Coffee Klatch
-Sheik Abd-al-Kadir
On Blogging
You may recall that the beau has been asking all sorts of questions about blogging, and that earlier this week I promised some brilliant insights from that conversation. In trying to explain to him how I know or "know" the bloggers I read and who read mine, and how my dad, my best friend from middle school, and a woman in Iceland whom I may never meet all constitute my audience and all comment on the same post, it struck me that the blogosphere is like a coffee shop. We have our knitterly gathering on the couches, right up there near the front windows. Maybe we're even sitting outside under the awning in nice weather. And as we knit and drink our coffee, our conversation gets loud, the laughter raucous, and we are keenly aware that all the passersby can overhear us discussing zippers, two-handed fair-isle, and different heel stitches. Intermixed, they can also overhear the parts of our personal lives that intersect: the babies due receiving sweaters, the wedding shawls, the boyfriends we won't knit for. The man walking his dog down the block is not our intended or primary audience, but we know that we're knitting and blogging in a public space.
I'm loving the idea of the blogosphere as a coffee shop right now, because it hits just the right balance of public and private. . . which is just a great balance for blogging in my life. As you may or may not have noticed, I'm adapting to my new city, new job, new schedule (and, yes, new beau). The new plan for Knitting Underway is to post every other day. I find that if I wait more than that, I lose my momentum and sense of the community. I have a bunch of knitting to catch you up on, so I'm optimistic that it'll be a good pace for the blog. And speaking of that balance, Grumperina wants us to dig deep into our knitterly selves and bare our souls. About knitting. Go figure.
Ten Knitterly Things You Didn't Know About Me
Slowly but surely Grumperina's meme is making it's way around blogland. I can't promise that all of these are shocking revelations, but at least they all fit the qualification - they are all about knitting.
- I taught myself to knit from photos on the internet one night in December my junior year of undergrad. The reason? I was looking for something to do OTHER than studying for biostatistics. The thought came to my head, "well, I've always wanted to learn to knit. . ."
- My grandmother had tried to teach me when I was younger, maybe about 10, but I could never remember how when we got home.
- My first project was a garter stitch scarf for my mom out of Lion Brand Thick and Quick Chenille. I quickly realized that it was going to be too wide and take too long, so I spontaneously decreased about 20 stitches on one row, thinking no one would ever notice. (They did.)

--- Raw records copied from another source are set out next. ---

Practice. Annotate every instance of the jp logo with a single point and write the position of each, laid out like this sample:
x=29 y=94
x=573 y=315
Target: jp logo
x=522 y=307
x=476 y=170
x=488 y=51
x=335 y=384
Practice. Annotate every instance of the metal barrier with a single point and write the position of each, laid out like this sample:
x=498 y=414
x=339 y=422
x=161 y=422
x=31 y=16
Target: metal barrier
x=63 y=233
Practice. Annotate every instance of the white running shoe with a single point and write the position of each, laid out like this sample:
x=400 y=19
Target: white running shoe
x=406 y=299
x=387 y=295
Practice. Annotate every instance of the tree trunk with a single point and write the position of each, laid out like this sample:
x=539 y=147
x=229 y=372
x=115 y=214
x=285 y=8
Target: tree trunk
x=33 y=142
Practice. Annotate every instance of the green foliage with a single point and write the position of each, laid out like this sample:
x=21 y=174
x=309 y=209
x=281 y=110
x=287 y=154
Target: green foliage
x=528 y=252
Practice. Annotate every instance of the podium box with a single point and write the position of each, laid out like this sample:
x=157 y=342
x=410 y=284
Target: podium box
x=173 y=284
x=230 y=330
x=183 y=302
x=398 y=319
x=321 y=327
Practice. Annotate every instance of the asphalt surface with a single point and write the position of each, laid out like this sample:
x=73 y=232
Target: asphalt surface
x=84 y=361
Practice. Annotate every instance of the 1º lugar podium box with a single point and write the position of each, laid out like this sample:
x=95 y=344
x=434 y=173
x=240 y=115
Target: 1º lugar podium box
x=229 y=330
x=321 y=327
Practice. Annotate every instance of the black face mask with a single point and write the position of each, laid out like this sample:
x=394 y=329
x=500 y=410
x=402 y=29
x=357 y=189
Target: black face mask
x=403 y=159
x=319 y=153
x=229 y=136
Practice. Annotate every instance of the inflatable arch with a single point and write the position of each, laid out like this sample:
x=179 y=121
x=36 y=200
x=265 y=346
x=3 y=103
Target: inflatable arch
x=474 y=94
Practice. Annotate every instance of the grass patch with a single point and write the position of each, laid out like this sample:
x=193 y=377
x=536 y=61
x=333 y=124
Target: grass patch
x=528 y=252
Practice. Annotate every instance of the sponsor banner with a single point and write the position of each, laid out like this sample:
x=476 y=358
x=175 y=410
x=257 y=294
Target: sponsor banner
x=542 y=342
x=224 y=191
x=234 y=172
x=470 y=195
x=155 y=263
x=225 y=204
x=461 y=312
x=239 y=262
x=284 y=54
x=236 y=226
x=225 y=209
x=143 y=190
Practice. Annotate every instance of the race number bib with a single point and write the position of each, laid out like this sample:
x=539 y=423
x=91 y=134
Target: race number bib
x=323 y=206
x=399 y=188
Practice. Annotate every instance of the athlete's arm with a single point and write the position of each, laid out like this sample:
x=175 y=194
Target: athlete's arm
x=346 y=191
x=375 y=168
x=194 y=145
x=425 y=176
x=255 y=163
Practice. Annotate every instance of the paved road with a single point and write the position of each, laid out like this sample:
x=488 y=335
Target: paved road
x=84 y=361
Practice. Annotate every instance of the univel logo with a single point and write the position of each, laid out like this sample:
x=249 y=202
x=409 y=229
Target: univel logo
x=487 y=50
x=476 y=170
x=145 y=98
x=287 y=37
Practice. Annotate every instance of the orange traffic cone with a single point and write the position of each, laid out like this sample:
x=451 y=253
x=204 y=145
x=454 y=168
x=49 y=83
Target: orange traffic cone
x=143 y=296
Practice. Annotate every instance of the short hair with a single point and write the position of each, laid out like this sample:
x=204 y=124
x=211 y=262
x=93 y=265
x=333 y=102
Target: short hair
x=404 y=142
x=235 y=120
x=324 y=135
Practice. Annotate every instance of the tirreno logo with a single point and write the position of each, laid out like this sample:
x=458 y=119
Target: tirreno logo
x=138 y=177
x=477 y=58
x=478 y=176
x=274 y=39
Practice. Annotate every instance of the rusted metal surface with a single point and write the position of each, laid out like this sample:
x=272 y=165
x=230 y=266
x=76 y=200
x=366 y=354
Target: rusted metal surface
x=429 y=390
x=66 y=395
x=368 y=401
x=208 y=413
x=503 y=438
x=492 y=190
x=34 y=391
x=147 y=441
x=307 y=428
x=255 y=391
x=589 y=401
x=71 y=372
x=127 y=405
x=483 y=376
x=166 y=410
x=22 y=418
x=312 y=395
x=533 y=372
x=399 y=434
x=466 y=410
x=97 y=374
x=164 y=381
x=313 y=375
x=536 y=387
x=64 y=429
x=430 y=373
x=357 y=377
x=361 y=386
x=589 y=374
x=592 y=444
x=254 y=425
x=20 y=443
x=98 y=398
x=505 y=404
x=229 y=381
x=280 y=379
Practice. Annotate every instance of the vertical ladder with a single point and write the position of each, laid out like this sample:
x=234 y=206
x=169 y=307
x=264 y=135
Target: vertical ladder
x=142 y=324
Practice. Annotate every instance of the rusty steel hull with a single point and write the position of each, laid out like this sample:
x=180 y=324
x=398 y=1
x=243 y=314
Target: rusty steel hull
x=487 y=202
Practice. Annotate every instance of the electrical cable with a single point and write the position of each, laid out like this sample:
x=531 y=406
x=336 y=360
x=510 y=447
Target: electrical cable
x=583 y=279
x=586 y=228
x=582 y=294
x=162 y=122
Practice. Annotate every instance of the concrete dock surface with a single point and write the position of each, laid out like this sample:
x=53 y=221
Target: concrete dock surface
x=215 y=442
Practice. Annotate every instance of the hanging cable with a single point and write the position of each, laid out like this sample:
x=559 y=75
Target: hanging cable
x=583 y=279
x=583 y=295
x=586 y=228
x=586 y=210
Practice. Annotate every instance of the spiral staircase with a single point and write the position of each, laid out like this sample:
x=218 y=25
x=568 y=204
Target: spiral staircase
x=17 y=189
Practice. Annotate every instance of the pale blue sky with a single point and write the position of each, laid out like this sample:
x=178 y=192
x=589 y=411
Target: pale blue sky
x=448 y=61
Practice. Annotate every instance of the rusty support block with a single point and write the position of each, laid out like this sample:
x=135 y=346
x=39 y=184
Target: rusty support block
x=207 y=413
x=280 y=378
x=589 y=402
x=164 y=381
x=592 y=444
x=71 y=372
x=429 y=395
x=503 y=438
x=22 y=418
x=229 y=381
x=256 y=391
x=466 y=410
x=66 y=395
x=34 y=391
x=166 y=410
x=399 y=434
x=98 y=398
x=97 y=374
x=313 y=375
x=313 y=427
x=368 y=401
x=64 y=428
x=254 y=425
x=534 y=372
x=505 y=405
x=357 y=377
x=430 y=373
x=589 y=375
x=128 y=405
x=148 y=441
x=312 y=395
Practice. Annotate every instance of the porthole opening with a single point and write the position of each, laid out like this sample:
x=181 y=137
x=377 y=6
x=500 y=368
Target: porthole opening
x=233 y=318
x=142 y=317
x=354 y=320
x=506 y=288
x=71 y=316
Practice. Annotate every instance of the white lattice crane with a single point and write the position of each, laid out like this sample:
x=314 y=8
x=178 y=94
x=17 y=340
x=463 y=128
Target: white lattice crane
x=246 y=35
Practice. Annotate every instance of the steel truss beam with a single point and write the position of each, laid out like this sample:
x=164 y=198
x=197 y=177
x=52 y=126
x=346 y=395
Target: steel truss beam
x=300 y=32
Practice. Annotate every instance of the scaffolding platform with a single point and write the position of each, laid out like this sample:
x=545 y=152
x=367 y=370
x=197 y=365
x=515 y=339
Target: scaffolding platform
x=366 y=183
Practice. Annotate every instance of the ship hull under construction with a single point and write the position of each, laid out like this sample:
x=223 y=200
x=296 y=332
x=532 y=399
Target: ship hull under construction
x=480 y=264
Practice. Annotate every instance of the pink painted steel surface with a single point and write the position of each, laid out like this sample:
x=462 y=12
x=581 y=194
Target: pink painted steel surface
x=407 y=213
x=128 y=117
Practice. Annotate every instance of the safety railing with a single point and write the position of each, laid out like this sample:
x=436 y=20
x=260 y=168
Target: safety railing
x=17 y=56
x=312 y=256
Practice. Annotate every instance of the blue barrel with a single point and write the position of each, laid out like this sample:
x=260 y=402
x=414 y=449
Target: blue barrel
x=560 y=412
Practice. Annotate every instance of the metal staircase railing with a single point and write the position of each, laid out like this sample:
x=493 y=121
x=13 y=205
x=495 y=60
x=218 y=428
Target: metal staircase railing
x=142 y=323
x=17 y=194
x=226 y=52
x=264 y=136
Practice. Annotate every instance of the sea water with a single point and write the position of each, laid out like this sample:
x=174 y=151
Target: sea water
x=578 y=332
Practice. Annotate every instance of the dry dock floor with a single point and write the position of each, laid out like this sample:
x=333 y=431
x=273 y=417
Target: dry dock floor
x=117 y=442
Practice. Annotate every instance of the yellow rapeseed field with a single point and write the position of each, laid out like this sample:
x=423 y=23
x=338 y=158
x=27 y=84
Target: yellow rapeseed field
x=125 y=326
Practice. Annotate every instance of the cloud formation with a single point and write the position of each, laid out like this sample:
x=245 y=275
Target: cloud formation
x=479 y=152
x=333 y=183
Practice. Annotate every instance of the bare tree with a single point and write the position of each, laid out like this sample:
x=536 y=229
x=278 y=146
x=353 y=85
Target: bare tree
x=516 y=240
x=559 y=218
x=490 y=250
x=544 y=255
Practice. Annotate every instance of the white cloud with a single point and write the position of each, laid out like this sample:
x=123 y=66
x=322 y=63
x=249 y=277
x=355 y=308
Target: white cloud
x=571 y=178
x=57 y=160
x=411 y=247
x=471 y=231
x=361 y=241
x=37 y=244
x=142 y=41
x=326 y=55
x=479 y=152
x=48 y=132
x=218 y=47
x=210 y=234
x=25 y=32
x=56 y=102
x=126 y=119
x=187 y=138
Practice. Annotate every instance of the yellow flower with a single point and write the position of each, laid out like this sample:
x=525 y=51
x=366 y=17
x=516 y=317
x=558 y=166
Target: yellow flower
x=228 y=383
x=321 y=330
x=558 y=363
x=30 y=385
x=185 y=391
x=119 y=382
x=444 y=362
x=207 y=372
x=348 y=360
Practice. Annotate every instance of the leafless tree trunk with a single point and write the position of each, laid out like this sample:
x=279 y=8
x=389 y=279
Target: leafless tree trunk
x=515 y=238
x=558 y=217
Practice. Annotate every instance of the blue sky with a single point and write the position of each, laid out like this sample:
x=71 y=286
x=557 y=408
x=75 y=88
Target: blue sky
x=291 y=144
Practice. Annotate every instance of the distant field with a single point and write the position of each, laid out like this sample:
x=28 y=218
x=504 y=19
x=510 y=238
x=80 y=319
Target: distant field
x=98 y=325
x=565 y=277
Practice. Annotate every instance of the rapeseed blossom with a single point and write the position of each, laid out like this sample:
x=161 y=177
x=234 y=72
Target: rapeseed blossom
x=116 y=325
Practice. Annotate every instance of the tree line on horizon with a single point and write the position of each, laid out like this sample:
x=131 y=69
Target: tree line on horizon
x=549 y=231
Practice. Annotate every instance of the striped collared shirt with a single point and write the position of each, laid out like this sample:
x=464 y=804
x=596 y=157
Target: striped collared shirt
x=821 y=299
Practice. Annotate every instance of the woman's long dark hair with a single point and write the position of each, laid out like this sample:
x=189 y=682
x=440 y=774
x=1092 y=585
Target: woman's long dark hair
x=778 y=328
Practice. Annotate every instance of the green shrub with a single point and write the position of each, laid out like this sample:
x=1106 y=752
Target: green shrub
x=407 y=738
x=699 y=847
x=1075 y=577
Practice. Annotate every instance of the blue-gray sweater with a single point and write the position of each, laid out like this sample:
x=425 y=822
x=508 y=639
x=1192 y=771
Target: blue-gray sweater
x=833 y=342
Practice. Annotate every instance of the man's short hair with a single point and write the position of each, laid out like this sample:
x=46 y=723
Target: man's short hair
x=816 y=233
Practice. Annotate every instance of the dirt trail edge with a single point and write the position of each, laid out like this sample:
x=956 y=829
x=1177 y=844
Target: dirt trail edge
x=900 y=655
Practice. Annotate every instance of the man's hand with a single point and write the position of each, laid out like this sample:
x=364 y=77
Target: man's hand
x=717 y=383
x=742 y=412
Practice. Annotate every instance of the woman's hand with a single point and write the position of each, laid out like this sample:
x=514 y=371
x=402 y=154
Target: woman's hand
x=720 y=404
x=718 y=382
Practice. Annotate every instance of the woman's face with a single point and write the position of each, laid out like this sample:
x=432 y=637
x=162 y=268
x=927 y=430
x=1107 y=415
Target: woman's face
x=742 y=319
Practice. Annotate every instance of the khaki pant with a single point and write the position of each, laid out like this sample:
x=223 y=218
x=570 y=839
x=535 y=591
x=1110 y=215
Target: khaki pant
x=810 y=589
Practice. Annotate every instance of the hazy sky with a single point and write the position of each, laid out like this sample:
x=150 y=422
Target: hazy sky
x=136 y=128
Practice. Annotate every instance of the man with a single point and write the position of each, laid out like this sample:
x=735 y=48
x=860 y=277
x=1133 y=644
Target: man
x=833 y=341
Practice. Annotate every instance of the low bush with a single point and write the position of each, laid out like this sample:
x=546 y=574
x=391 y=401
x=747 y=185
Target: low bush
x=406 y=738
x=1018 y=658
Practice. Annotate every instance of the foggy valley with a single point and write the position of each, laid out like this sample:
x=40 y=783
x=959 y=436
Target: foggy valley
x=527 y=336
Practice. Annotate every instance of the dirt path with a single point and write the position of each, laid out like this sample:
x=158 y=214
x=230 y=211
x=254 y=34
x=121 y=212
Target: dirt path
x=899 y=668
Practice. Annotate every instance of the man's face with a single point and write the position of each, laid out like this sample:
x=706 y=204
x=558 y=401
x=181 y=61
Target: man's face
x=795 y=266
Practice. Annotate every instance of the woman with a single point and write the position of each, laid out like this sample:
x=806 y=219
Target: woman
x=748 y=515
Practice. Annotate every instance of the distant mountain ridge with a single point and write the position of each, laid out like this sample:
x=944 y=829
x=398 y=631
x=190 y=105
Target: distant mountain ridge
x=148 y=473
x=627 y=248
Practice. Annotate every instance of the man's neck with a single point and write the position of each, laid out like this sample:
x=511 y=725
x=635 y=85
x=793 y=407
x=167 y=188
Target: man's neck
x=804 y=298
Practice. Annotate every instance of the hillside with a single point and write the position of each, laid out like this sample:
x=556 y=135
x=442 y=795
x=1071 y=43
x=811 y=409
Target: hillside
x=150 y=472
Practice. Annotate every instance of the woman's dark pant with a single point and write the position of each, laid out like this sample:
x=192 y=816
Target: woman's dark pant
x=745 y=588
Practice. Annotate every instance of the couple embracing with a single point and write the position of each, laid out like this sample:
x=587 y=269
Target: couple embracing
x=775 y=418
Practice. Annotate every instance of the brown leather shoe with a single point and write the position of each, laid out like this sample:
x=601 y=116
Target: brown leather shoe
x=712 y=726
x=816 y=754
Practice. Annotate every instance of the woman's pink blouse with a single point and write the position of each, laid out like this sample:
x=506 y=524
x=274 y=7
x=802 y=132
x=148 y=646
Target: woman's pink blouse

- The entire first year I knit, I made nothing but scarves. Ninety percent of them were garter stitch scarves in Lion Brand Homespun. Then I hit a point where everyone I knew had a scarf. I had to branch out.
- I'm thinking of giving up on the whole swatching concept. Seriously, I start over as much after I swatch as I do if I don't. Swatches lie.
- In college, people I'd never met used to refer to me as "That Girl Who Knits." It was discussed at parties.
- I often choose my reading material based on its ability to lie flat so that I can knit while reading it. Hey - works for The New England Journal of Medicine!
- In general, I prefer solid colored yarn to variagated. (Some sock yarns are an excpetion. But only socks.)
- I knit. I don't dye. I don't spin. I don't even design. And while I admire those who do, I think it would only distract me from doing the things I want to do.
- Knitting is community. It is blogging, knitting groups, and friendly chats in the halls of the hospital with those who have their knitting. I would knit half as much as twice as poorly if I wasn't daily inspired by everything I see on your pages. Thank you.